El gobierno de Temer reaccionó rápidamente “rechazando la violencia”, algo que inicialmente no hicieron otros precandidatos presidenciales, como el gobernador paulista, Geraldo Alckmin, y el ultraderechista Jair Bolsonaro. La balacera contra la caravana de Lula es el corolario de una semana de manifestaciones hostiles y violentas de grupos que conforman una rara mezcla en el sur “gringo” y agrícola de Brasil.
Los que lanzaron huevos y piedras son productores rurales que llevaban pancartas a favor de Bolsonaro y del juez Sérgio Moro. “Si Lula no va preso, seremos víctimas de un golpe”, decía uno de los carteles exhibidos en Bagé, donde hace diez días se inició la caravana.
Los partidos de izquierda, aliados o no al PT, decidieron convocar a una mesa para rechazar el “fascismo en la política que atenta contra la democracia”, según dijo el líder de los sin techo, Guilherme Boulos, precandidato presidencial del PSOL, el partido de Marielle Franco.
Las señales de violencia tienen que ver con las presiones cruzadas en torno a la inhabilitación de Lula como candidato y su posible detención, en un país donde la Operación Lava Jato ha permeado todo el debate político. Al punto que el juez Sérgio Moro, magistrado de primera instancia, pasó a opinar, también, por tv, sobre lo que piensa que la Corte debe hacer con Lula.

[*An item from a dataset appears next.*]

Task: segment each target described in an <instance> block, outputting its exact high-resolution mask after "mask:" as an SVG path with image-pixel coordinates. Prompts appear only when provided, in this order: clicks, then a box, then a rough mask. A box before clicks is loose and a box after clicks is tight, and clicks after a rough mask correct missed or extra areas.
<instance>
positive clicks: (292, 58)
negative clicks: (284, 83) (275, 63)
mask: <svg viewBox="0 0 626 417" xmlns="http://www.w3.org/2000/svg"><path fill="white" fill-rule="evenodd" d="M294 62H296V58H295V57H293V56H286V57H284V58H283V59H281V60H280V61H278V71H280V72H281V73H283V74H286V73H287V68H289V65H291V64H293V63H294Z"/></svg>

El mismo juez, como el fiscal Deltan Dallagnol, también pidieron al Congreso medidas más firmes contra la corrupción, reclamo de la sociedad pero que los políticos rechazan por provenir del Poder Judicial, que tradicionalmente habla por sus sentencias. Bolsonaro, segundo en las encuestas y principal beneficiario de la ausencia de Lula en la carrera electoral hacia octubre, dijo en su cuenta de Twitter: “Tan o más grave que la corrupción institucionalizada del PT es la cuestión ideológica. Se victimizan los que culpan a terceros por sus delitos. Brasil por encima de todos. Dios por encima de todos”.

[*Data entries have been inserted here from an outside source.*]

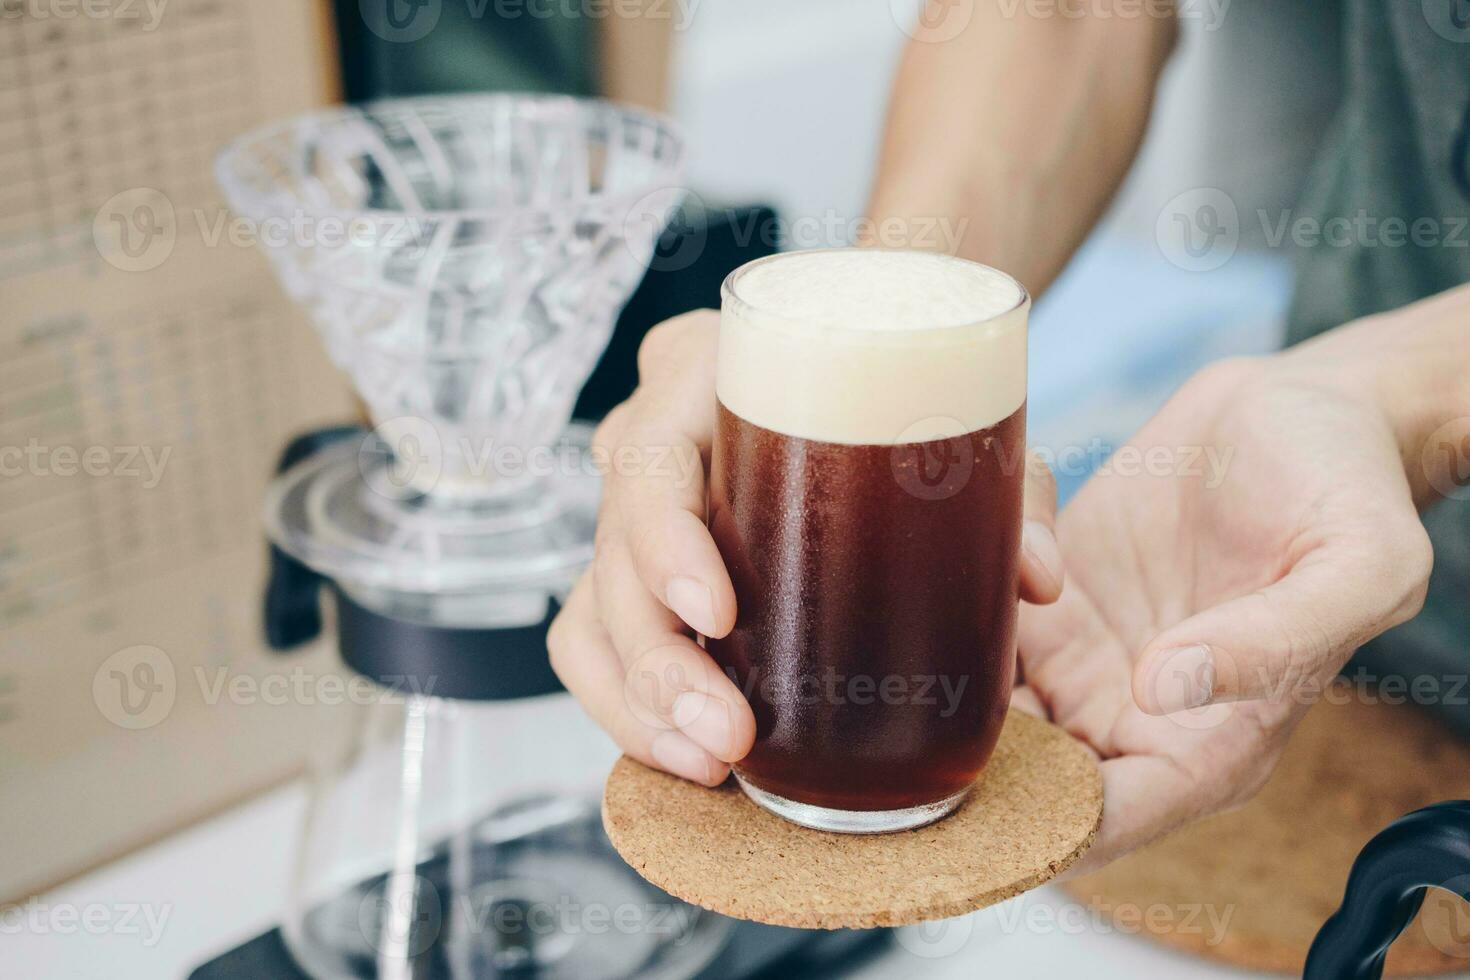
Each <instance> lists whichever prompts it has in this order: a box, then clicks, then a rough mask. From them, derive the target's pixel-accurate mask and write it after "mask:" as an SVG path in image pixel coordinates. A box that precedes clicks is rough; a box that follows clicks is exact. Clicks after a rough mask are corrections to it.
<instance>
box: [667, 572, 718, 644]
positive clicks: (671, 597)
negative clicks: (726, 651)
mask: <svg viewBox="0 0 1470 980" xmlns="http://www.w3.org/2000/svg"><path fill="white" fill-rule="evenodd" d="M664 599H666V601H667V602H669V608H670V610H673V611H675V614H676V616H678V617H679V619H682V620H684V621H685V623H688V624H689V627H691V629H694V630H695V632H698V633H704V635H706V636H710V635H711V633H713V632H714V597H713V595H710V589H709V588H707V586H706V585H704V583H703V582H700V580H698V579H689V577H686V576H679V577H676V579H673V580H672V582H669V589H667V592H664Z"/></svg>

Como en el caso de Marielle, Bolsonaro no condenó la balacera contra la caravana. El clima de hostilidad también tiene un correlato en las fake news provenientes de la nueva derecha joven, el Movimiento Brasil Libre, que diseminó noticias falsas sobre Marielle, generando el repudio de todo el arco político.

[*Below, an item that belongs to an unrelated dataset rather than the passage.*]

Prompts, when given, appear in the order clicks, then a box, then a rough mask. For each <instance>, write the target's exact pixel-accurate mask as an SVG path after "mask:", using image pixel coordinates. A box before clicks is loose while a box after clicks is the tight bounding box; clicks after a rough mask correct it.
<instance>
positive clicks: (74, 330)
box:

El candidato presidencial Geraldo Alckmin, presidente del PSDB y gobernador paulista, el estado más poderoso del país, anoche había dicho que el PT “cosechaba lo que plantaba”. Pero ante la negativa repercusión frente al perfil de derecha moderada que busca en la campaña hoy publicó un tuit condenando el episodio.
Mucho más contundente fue el posible pre-candidato presidencial oficialista Henrique Meirelles, el ministro de Economía: ‘Lo que ocurrió ayer fue un atentado contra la libertad de expresión de un líder político y esto es inaceptable en una democracia‘.